Во всех такого рода случаях при определении степени одобрения или осуждения человеческих поступков мы пользуемся обыкновенно двумя различными мерилами: во-первых, представлением, какое мы имеем о том безусловном совершенстве, которого при затруднительных обстоятельствах человек никогда не достигает и не в силах достигнуть, так что в сравнении с подобным совершенством все наши поступки не выдерживают критики и даже заслуживают порицания; во-вторых, представлением о большей или меньшей близости поступков большинства людей к такому совершенству.
Все, что лежит по одну сторону этой границы, хотя и далеко еще до совершенства, тем не менее кажется нам заслуживающим похвалы, а то, что лежит по другую сторону, заслуживает нашего порицания.
На основании тех же правил мы судим и о произведениях искусства, действующих на наше воображение. Когда критик рассматривает произведение великого поэта или великого живописца, то он судит о них сначала по отношению их к тому совершенному идеалу, который он носит в своем уме и которого, может быть, никто не может достигнуть.

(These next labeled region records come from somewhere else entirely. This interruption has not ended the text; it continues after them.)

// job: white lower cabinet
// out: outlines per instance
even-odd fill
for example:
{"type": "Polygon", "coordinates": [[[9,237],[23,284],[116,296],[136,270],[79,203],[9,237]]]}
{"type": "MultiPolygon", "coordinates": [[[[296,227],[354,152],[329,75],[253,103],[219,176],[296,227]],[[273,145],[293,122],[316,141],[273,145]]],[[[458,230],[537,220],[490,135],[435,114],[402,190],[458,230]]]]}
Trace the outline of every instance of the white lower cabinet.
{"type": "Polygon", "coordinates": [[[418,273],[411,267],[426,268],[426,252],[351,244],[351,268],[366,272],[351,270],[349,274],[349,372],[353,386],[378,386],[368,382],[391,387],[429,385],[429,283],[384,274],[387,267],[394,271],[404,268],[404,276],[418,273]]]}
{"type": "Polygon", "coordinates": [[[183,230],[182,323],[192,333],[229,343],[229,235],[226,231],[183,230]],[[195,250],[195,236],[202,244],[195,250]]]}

При таком сравнении создания эти могут оказаться только несовершенными. Но если он посмотрит на них по отношению к месту, какое они должны занимать среди произведений того же рода, то он необходимо оценит их на другом основании, ибо он судит о них уже по той степени совершенства, какой обыкновенно достигают в каждом виде искусства. И если судить о них, исходя из последнего основания, то нам часто может казаться, что они заслуживают большой похвалы как ближе подходящие к совершенству, чем большая часть тех произведений, которые могут быть сравнимы с ними.